Mon univers artistique est un témoignage sur l’impermanence en général et celle de la condition humaine en particulier. Pour cela j’utilise divers médiums parfois mixés afin d’initier un travail sur la matière, le processus de fabrication, le sens et le mode de représentation.

Le dessin, présent d’une manière ou d’une autre, est actuellement une pratique que je privilégie. Je me crée une palette de vocabulaires graphiques, qui me permettent de faire référence à des pratiques scientifiques, techniques, artisanales... et de les réunir en seul projet.
Les moyens et outils plastiques que j’emploie sont divers, sans hiérarchie de valeur ou d’appartenance.
Quant à mon geste, il est comme mon intention parfois volontairement
« entre », parfois flou, transparent, superposé, mouvant, léger, lent, affirmé, serré ou rapide.
Dans le processus de création je passe par différents niveaux et des ramifications, j’essaie de tendre ainsi vers ce qui n’est pas univoque. J’interroge la pensée préétablie ou binaire ainsi que les frontières, la fluctuation des limites (et des bords). Par là-même je questionne la porosité et la libre circulation. Je m’intéresse également à la notion d’anthropocentrisme.

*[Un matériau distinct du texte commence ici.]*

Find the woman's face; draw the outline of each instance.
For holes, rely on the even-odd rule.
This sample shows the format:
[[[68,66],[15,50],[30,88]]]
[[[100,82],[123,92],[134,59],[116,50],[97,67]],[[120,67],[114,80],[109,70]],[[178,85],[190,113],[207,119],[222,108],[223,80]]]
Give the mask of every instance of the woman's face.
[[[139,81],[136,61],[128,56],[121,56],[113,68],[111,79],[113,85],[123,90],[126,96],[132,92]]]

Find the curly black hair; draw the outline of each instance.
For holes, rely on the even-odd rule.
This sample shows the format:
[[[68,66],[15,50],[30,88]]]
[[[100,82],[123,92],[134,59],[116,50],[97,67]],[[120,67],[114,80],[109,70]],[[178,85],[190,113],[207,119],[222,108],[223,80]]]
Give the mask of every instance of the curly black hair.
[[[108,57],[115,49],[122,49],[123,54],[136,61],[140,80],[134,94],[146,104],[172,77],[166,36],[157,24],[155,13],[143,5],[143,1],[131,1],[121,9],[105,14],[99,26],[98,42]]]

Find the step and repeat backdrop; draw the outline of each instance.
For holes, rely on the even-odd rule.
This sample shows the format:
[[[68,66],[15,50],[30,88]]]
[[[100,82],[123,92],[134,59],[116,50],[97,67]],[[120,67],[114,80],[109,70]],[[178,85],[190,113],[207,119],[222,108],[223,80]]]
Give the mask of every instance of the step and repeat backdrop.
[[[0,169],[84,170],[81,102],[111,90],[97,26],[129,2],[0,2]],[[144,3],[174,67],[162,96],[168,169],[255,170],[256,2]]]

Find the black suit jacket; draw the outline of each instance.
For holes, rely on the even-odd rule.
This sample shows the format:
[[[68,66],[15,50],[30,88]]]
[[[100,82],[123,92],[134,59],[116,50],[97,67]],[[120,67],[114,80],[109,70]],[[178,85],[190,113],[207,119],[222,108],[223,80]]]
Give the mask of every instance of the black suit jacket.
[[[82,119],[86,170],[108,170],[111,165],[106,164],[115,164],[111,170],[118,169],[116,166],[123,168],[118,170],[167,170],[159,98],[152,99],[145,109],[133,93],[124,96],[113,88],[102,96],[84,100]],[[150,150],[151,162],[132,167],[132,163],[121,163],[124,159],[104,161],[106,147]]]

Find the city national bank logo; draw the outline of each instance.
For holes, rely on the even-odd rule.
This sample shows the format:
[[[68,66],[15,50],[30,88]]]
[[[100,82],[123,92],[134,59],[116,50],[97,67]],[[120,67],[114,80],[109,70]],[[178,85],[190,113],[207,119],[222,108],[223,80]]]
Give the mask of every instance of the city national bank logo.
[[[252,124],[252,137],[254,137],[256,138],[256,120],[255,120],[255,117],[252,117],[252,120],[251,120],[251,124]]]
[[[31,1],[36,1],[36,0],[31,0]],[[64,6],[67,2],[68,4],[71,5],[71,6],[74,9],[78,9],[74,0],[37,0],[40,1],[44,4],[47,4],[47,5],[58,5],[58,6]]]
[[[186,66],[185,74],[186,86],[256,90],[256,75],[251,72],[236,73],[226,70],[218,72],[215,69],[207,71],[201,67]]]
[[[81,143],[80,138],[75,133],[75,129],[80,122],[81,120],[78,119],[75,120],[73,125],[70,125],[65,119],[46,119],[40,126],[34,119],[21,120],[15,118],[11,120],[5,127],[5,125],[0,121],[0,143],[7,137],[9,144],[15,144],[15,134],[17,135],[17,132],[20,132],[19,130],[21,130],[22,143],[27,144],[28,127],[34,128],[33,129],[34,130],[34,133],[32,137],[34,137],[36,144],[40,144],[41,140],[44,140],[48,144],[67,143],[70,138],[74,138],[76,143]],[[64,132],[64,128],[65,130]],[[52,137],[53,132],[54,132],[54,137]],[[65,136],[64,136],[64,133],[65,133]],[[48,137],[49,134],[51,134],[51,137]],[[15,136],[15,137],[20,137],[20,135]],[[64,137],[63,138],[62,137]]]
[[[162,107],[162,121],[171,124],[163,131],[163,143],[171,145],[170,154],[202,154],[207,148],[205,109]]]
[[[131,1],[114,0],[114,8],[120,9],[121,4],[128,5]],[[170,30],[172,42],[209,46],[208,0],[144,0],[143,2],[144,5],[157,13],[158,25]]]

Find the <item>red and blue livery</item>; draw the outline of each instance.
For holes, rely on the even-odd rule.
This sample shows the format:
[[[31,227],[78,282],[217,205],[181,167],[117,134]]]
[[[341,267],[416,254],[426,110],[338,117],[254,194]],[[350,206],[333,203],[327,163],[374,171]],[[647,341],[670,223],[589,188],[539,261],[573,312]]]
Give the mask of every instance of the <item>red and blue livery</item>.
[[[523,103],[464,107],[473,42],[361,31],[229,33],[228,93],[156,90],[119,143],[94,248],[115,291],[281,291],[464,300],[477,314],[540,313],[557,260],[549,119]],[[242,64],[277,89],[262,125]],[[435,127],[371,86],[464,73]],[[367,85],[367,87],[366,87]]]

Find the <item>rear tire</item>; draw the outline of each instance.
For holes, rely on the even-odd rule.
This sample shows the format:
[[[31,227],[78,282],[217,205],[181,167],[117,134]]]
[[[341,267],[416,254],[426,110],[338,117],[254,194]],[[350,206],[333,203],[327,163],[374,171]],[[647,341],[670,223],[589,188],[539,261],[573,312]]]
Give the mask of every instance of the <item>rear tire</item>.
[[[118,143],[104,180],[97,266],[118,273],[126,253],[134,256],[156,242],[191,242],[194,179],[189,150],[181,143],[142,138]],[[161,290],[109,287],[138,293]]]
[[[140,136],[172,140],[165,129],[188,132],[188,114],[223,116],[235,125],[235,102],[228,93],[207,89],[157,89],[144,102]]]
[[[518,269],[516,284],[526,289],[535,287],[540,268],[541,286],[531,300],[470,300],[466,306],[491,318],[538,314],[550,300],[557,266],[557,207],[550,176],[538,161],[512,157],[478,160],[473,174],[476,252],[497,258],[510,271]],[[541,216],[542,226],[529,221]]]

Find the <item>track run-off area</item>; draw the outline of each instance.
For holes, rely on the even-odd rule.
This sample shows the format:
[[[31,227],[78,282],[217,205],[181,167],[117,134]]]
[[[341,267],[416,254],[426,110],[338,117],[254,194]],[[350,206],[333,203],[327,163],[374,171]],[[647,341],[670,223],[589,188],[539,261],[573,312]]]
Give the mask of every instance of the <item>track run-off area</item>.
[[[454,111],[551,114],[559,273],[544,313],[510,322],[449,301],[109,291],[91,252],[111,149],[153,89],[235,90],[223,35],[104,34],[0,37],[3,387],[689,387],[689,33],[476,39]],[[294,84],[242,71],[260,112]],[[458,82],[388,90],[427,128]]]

Je cherche des ouvertures, une circulation en profondeur, de la perméabilité et de la vibration.

Je joue des échelles.

Je construis par les vides, les pleins et les suspends.

Je recherche une sorte d’équilibre sensiblement instable tout en jouant avec ce qui pourrait se figer, s’immobiliser.

J’aime prendre le temps du chemin (ne pas en faire l’économie) et
de l’expérimentation.

Je cultive ma capacité d’adaptation en sachant que le repentir est pratiquement impossible dans la plupart de mes pratiques.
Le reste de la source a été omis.